Like anti-drug forces in Latin America, anti-piracy patrols in the Indian Ocean confront the so-called balloon effect, which refers to how when you squeeze a balloon in one place, you'll merely send the air to another. When security forces eradicate coca crops or crack down on cocaine processing in one area, drug cartels simply relocate operations.

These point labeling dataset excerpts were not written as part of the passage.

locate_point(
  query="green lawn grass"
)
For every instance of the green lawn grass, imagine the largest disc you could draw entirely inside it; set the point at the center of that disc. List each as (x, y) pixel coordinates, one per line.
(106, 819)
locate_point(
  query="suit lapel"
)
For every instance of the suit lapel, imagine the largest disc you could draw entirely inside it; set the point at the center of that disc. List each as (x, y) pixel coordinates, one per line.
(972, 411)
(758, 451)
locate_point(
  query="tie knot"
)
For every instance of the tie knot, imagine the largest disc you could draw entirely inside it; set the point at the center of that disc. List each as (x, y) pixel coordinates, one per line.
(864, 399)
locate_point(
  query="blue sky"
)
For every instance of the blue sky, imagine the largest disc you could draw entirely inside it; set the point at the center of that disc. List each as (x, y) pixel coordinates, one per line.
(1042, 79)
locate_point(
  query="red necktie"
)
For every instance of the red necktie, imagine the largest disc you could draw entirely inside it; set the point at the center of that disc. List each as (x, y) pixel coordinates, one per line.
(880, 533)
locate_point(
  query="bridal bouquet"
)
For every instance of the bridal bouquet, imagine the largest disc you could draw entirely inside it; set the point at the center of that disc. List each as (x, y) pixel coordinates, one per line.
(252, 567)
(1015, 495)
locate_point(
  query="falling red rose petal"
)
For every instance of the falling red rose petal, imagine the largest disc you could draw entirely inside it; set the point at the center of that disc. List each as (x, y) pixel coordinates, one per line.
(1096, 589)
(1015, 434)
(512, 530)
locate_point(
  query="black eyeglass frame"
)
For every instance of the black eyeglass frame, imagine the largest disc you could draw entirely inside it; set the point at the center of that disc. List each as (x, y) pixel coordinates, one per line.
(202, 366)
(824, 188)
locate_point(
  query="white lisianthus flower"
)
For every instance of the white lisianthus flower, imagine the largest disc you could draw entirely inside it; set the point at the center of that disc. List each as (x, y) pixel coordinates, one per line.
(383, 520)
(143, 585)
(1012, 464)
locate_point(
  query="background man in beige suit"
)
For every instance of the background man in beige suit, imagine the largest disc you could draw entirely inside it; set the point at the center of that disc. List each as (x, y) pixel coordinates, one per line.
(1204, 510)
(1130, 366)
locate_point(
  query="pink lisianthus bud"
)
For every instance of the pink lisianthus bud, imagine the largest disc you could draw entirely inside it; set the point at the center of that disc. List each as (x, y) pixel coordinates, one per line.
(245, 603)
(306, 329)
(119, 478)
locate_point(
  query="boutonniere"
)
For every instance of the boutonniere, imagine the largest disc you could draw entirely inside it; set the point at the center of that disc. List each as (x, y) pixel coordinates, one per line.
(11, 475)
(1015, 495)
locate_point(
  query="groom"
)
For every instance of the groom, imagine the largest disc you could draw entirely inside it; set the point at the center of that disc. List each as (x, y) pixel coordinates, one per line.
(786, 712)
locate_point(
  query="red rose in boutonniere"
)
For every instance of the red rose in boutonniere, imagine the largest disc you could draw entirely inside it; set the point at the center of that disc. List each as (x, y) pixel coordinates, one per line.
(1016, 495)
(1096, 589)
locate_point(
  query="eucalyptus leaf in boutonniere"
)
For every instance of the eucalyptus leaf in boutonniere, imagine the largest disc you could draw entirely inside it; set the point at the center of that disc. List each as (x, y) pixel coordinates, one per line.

Similarly, while navies have deployed more ships to the Somalis' area of operation in the past several months, the pirates have still been successful in evading them. Even with European, Iranian, Russian, Indian, Chinese, and Japanese forces--East African nations have no appreciable blue-water maritime capability--engaged, the anti-piracy coalition has the unenviable task of patrolling a million square miles of water in the Indian Ocean. Quite understandably, the U.S. Navy and its partners concentrated their assets on the Gulf of Aden, which provides the strategically and commercially vital link to the Arabian Peninsula. But the pirates were still able to target the Maersk Alabama when it was 300 nautical miles away from the nearest anti-piracy ship.